29 de outubro de 2012

O HOMEM E O SÁBADO

A democracia não é somente o regime da liberdade, mas o terreno da igualdade e o caminho do desenvolvimento. Não basta sermos livres se não tivermos a capacidade de transformar nossa liberdade numa norma de vida, onde a igualdade possa existir. Não somente a igualdade perante a lei, mas também aquelas liberdades que Roosevelt pregava: liberdade contra a fome, as doenças, contra o medo, contra o desemprego e todas as injustiças sociais. A democracia brasileira está marchando para ser a liberdade do mercado, do deus mercado, erigido como senhor da guerra e da paz, o mágico sistema que pode resolver tudo. O mercado não resolve os problemas da fome, das doenças, da segurança. Não vejo senão como uma ficção desonesta que a solução para o bem-estar seja um Estado mínimo e uma sociedade economicamente permissiva.

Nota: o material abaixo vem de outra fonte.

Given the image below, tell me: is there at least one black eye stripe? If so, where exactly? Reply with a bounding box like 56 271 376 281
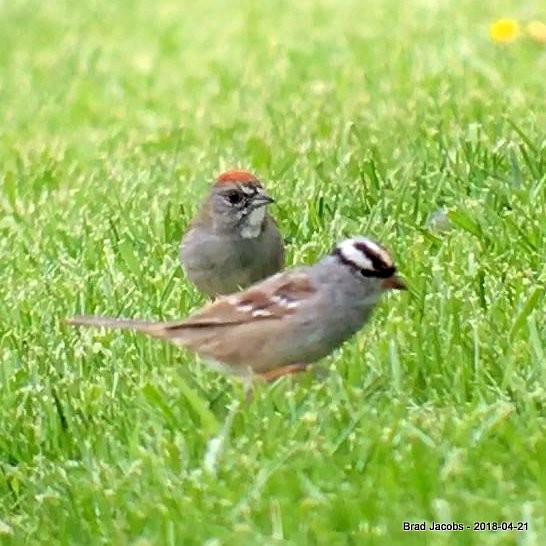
355 242 394 271
334 243 396 279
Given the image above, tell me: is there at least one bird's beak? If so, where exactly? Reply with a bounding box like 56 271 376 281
381 274 408 290
252 189 275 209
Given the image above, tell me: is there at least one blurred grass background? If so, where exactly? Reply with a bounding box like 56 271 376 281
0 0 546 546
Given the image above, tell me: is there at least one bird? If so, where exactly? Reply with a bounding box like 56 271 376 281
67 236 406 384
180 170 284 299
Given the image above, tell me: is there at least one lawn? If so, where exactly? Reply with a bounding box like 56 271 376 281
0 0 546 546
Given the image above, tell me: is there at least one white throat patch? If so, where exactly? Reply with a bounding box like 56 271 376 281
241 207 265 239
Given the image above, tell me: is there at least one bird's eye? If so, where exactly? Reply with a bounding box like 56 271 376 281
227 191 243 205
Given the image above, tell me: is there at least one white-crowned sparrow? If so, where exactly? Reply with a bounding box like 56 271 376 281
180 170 284 297
68 237 405 380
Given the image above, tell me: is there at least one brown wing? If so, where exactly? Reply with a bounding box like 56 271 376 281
163 270 316 336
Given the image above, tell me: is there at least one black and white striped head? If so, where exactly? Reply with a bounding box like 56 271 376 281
332 237 406 290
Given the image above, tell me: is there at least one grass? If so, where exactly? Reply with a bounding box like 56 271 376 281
0 0 546 546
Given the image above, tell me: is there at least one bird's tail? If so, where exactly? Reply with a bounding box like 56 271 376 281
65 315 164 337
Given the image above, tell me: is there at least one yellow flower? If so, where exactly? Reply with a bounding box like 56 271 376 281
527 21 546 44
489 19 519 43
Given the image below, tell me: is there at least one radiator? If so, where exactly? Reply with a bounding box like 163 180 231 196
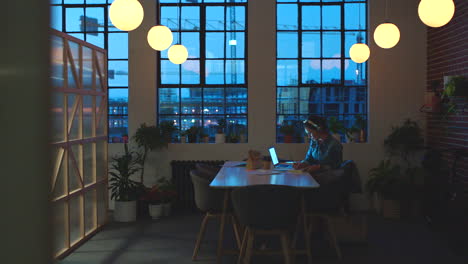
171 160 225 211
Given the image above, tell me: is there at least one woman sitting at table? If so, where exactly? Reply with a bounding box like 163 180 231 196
294 115 343 183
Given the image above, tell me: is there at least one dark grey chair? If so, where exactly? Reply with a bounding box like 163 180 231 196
231 185 300 263
304 160 362 259
195 163 221 182
190 170 240 260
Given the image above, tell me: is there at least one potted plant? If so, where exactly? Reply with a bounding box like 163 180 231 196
328 116 345 142
109 143 143 222
215 118 227 143
133 123 168 183
366 119 424 217
144 185 164 220
279 123 296 143
158 178 177 216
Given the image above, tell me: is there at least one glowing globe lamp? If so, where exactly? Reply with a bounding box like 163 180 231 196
374 23 400 49
147 25 174 51
167 44 188 64
418 0 455 27
349 43 370 63
109 0 144 31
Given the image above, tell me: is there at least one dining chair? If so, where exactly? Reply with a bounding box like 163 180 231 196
231 185 300 264
190 170 240 260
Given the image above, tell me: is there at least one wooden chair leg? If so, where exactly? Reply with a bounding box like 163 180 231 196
326 217 341 260
280 232 292 264
192 213 209 260
244 228 254 264
237 228 248 264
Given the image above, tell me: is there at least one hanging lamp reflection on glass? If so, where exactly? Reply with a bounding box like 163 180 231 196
374 23 400 49
147 25 174 51
167 44 188 64
418 0 455 28
349 43 370 63
109 0 144 31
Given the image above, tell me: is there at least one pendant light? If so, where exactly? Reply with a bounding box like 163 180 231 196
109 0 144 31
167 0 188 64
147 0 174 51
349 6 370 63
418 0 455 28
374 0 400 49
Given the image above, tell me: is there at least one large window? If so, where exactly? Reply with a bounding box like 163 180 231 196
158 0 247 142
276 0 367 142
51 0 128 142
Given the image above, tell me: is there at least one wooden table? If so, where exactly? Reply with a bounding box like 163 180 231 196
210 161 320 263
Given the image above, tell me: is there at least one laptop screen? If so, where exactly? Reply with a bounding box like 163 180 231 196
268 148 279 166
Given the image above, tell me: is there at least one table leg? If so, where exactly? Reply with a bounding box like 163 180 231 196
301 192 312 264
216 190 229 264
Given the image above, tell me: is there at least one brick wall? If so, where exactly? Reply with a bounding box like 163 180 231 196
427 0 468 191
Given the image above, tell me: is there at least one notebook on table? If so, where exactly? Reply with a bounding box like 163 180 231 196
268 147 294 170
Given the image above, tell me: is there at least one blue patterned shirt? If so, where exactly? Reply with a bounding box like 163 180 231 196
302 135 343 169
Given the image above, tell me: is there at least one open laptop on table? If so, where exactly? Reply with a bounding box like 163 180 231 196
268 147 294 171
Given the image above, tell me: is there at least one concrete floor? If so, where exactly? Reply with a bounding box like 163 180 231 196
58 214 468 264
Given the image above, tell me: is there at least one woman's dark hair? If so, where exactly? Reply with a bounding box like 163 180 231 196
304 115 328 132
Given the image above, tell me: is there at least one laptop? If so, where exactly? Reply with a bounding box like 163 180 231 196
268 147 294 170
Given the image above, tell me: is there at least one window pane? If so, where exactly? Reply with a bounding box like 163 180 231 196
276 60 299 86
180 88 202 115
302 60 321 84
276 32 298 58
322 6 341 30
276 88 299 114
203 88 224 114
322 60 341 84
158 88 180 115
299 88 322 115
226 60 245 84
226 88 247 114
181 6 200 30
183 32 200 58
345 31 367 58
206 32 225 58
345 60 367 85
182 60 200 84
226 32 245 58
322 32 341 58
108 60 128 87
302 32 320 58
206 60 224 84
65 8 84 32
50 6 62 31
226 6 245 31
344 3 367 29
107 33 128 59
86 33 105 49
302 6 320 30
206 6 225 30
85 7 105 32
276 4 297 30
161 60 180 84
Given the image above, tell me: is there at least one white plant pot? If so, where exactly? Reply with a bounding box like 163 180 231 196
114 201 136 222
148 204 164 220
215 134 226 144
162 203 171 216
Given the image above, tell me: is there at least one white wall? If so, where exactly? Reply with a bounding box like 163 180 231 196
109 0 426 208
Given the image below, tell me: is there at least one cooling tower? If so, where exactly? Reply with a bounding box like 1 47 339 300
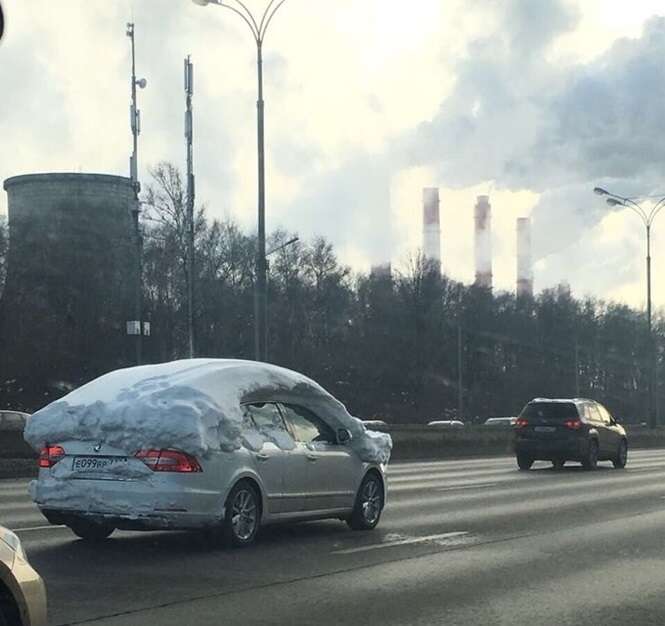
0 174 137 387
517 217 533 296
423 187 441 268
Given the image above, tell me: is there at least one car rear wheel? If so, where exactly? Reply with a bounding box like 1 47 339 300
612 439 628 469
517 454 533 472
67 520 115 541
348 473 384 530
224 480 261 547
0 585 21 626
582 439 598 470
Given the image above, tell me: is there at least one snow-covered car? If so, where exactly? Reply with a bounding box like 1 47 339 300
24 359 392 545
0 526 46 626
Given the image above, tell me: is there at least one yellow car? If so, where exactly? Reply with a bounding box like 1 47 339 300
0 526 46 626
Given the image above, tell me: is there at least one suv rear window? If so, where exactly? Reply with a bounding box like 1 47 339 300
520 402 579 421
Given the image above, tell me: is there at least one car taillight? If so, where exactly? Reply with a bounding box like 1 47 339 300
38 446 65 469
135 450 203 474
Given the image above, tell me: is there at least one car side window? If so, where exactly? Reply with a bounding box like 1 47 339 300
585 404 604 422
242 402 286 431
282 404 336 444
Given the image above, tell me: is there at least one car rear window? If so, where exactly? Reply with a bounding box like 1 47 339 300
520 402 579 421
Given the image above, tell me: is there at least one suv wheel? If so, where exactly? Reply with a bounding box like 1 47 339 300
224 480 261 547
67 519 115 541
612 439 628 469
517 454 533 472
582 439 598 470
348 473 384 530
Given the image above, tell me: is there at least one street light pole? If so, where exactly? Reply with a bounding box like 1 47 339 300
264 237 300 361
185 56 194 359
593 187 665 428
192 0 286 361
126 22 147 365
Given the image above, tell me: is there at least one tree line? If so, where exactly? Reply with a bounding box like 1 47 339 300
0 163 665 423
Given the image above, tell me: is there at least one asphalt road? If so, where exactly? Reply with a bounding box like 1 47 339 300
0 450 665 626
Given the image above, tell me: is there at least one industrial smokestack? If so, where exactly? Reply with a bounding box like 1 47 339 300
423 187 441 269
474 196 492 289
517 217 533 296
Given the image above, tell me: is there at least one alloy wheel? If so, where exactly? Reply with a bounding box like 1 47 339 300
231 489 258 541
361 480 381 525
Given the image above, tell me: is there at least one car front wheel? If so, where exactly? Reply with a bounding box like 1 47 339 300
517 454 533 472
348 473 384 530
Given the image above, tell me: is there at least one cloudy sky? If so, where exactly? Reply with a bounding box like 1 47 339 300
0 0 665 306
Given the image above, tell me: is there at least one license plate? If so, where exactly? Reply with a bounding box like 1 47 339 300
72 456 127 472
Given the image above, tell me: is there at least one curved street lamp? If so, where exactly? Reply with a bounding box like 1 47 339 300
593 187 665 427
192 0 286 361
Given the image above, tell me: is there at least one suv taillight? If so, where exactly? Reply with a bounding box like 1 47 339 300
135 450 203 474
37 446 65 469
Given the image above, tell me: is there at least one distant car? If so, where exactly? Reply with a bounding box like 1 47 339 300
0 409 30 430
514 398 628 470
25 359 392 546
483 417 517 428
427 420 464 428
0 526 46 626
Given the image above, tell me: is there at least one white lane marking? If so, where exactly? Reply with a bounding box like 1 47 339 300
12 524 67 533
331 530 469 554
434 483 504 491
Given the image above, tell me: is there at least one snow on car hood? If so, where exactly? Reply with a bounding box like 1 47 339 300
24 359 392 463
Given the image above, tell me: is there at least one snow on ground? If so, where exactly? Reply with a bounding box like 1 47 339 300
24 359 392 463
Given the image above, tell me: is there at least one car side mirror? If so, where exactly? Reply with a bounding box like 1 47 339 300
337 428 353 445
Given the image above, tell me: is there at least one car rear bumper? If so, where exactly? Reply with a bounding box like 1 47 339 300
514 438 589 461
31 479 224 530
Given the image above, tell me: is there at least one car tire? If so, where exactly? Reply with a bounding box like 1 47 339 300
582 439 598 470
347 472 385 530
612 439 628 469
0 589 21 626
516 454 533 472
223 480 261 548
67 520 115 541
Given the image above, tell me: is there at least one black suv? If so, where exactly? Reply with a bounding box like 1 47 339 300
513 398 628 470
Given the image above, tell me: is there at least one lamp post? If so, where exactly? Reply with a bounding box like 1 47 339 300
126 22 147 365
265 237 300 360
593 187 665 428
192 0 286 361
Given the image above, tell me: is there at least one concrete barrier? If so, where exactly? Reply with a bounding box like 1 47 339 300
0 424 665 478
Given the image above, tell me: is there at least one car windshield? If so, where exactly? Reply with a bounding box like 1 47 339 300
520 402 579 421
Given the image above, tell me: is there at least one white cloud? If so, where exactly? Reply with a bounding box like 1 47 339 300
0 0 665 304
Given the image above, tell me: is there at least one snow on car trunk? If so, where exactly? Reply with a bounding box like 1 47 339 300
24 359 392 463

Condeno o Estado, polvo de mil tentáculos, invadindo os setores privados. Mas tem de ser forte para harmonizar conflitos, proteger os mais fracos, tornar efetiva a livre concorrência e, sobretudo, ser gestor de um aparato que aprofunde a democracia, voltado para coibir as injustiças. É da soberania divina que "o homem não foi feito para o Sábado, e sim o Sábado para o homem". Estamos todos a servir o Estado que, por sua vez, está servindo a uma minoria. Os modelos mundial e brasileiro são concentradores de renda em todos os níveis, espacial e individual. O mercado, considerado sob o ponto de vista dogmático e sagrado, leva ao desemprego estrutural, ao desemprego conjuntural. O homem fica transformado num insumo que pode ser desagregado do conjunto da produção. Desempregar para diminuir custos, como se pudéssemos abstrair do desempregado todas as consequências humanas de sua condição. (...) São de 1870 -um século- estas palavras do manifesto de Creusot: "Os economistas menosprezam a complexidade dos fenômenos sociais e negligenciam o aspecto intelectual e sobretudo moral e reduzem as ciências sociais somente às considerações do mercado". O que mudou? Apenas que o mercado aumentou sua liberdade selvagem de ação, o mundo financeiro sobrepujou a tudo, a especulação é a rotina. O Brasil não está aprofundando o processo democrático da igualdade e sim marchando de olhos fechados para o fosso da desigualdade, da antidemocracia.